The central government has initiated a nationwide quota on construction land supply for years and allocated it to different regions so that a certain amount of rural land can be turned over to construction and industrial development.
By maintaining a nationwide quota, Beijing hopes to achieve its target of retaining a minimum area of 124.3 million hectares of arable land by 2020.
By allowing different places to trade land-use quotas, China aims to reduce land waste during the country’s rapid urbanisation.
“The land balance policy will act as a remedy to China’s fast industrialisation and urbanisation,” deputy land minister Cao Weixing said last week.
“It is poised to force the high utilisation of land and change the [land-intensive] economic growth model.”
In the new guidelines, released by the State Council last week, city or county-level governments will be allowed to buy land quotas from neighbouring regions if they fail to achieve a local balance of arable land.
Provincial governments are responsible for managing the process and set a price after considering factors such as the cost of arable land, compensation and management fees.
Meanwhile, municipalities and some provinces whose arable land targets have been affected by the construction of important projects can apply to the central government to have quotas refilled, while the pricing terms will be laid out by the Ministry of Finance and the Ministry of Land and Resources.
“It will help solve the regional imbalance and increase the land supply in developed areas,” said Zhang Yiping, a macro analyst at China Merchants Securities in Shenzhen.
As China had long regarded grain safety as one of its top priorities, a large relaxation of land supply – especially those areas that were once used for crop growing – was unlikely unless agricultural productivity improved significantly enough to lower the dependence on the existing size of arable land, he said.
Beijing is now encouraging the transfer of family farmland leases so that larger-scale land use can be made possible, and also the transfer of rural housing land – much of which has lain idle – to increase construction land supply.
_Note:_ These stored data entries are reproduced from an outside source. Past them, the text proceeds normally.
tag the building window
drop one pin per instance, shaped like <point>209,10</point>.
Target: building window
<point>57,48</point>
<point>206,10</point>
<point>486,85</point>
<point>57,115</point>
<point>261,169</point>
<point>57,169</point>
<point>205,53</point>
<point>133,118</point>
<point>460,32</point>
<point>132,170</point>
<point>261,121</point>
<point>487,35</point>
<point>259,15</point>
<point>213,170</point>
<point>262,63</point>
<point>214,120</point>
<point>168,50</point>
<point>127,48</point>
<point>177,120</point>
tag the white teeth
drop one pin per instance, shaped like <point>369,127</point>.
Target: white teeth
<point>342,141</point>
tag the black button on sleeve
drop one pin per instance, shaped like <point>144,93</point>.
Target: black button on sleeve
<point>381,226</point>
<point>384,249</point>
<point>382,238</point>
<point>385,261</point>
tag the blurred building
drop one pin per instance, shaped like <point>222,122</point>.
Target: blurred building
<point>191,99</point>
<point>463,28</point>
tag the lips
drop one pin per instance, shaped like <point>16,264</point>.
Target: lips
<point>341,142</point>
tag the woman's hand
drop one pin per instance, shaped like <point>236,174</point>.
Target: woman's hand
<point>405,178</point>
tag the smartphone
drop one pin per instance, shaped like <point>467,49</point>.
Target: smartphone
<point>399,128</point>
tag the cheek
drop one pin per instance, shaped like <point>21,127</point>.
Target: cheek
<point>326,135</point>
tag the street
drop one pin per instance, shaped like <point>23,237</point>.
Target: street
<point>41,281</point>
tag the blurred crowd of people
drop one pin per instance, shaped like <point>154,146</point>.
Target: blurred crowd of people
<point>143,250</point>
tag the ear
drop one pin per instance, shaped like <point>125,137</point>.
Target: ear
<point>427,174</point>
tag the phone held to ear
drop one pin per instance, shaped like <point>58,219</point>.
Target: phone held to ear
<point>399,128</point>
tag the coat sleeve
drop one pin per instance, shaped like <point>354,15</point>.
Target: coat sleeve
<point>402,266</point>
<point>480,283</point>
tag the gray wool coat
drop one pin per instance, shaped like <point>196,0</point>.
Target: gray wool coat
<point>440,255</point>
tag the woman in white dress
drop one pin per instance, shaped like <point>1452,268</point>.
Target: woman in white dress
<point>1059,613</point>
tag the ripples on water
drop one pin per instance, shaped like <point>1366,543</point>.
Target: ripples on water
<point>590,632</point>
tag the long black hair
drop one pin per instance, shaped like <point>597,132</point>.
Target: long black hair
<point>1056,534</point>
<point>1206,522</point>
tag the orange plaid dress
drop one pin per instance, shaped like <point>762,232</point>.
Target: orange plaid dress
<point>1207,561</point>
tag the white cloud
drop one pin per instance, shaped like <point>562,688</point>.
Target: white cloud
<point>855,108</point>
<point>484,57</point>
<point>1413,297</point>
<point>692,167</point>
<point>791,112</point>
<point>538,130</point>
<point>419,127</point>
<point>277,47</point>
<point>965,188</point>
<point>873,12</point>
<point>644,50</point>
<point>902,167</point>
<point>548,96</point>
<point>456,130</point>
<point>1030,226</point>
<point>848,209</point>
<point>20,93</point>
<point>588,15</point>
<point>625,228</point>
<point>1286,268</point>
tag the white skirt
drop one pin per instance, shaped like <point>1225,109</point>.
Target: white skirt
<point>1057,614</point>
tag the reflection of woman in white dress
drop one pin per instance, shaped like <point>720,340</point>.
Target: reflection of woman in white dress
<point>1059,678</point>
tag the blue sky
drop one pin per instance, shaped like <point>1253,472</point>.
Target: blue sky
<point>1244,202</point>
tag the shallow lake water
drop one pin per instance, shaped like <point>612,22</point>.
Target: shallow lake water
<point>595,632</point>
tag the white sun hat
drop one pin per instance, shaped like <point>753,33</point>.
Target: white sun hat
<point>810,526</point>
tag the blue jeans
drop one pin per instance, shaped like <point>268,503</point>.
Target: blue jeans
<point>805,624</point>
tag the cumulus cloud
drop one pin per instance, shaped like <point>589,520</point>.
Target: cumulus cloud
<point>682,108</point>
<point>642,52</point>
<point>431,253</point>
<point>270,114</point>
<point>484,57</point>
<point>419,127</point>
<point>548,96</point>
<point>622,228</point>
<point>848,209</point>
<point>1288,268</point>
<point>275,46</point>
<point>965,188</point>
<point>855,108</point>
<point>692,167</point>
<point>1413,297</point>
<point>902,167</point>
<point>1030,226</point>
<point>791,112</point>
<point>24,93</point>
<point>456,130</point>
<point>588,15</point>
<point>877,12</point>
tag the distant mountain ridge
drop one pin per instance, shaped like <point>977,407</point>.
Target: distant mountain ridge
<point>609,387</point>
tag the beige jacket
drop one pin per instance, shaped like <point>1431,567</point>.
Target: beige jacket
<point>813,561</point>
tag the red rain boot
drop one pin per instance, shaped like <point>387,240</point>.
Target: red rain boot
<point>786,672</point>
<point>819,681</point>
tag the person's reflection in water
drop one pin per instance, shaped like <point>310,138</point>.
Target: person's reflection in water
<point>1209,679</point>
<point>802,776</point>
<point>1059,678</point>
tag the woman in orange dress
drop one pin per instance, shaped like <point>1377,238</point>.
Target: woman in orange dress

But progress remains slow.
Three of China’s four municipalities, including Beijing, Shanghai and Tianjin, face an especially tight supply given their small jurisdictions, sprawling residential communities and fast-growing demand for business and industrial growth.
As the government has pledged to strictly preserve arable land the annual supply of construction land is decreasing. It means provinces are vying with one another for a greater share of construction land to support their various property, infrastructure and industrial projects and economic growth.
The national construction land quota was lowered from 612,000 hectares in 2011 to 394,800 hectares in 2015.
“The guideline is intended to open up the land market a little bit, especially for those uses involving cross-regional projects,” Hua Ruxing, a professor of economics at Tsinghua University, said.
Farmland or rural collective land needs to be converted to construction land before it can be included in any land trade quotas.
Many farmers had yet to receive land certificate – the proof of their rights over the land – so the forced conversion of land by local governments usually led to low compensation levels and major conflicts, Hua said.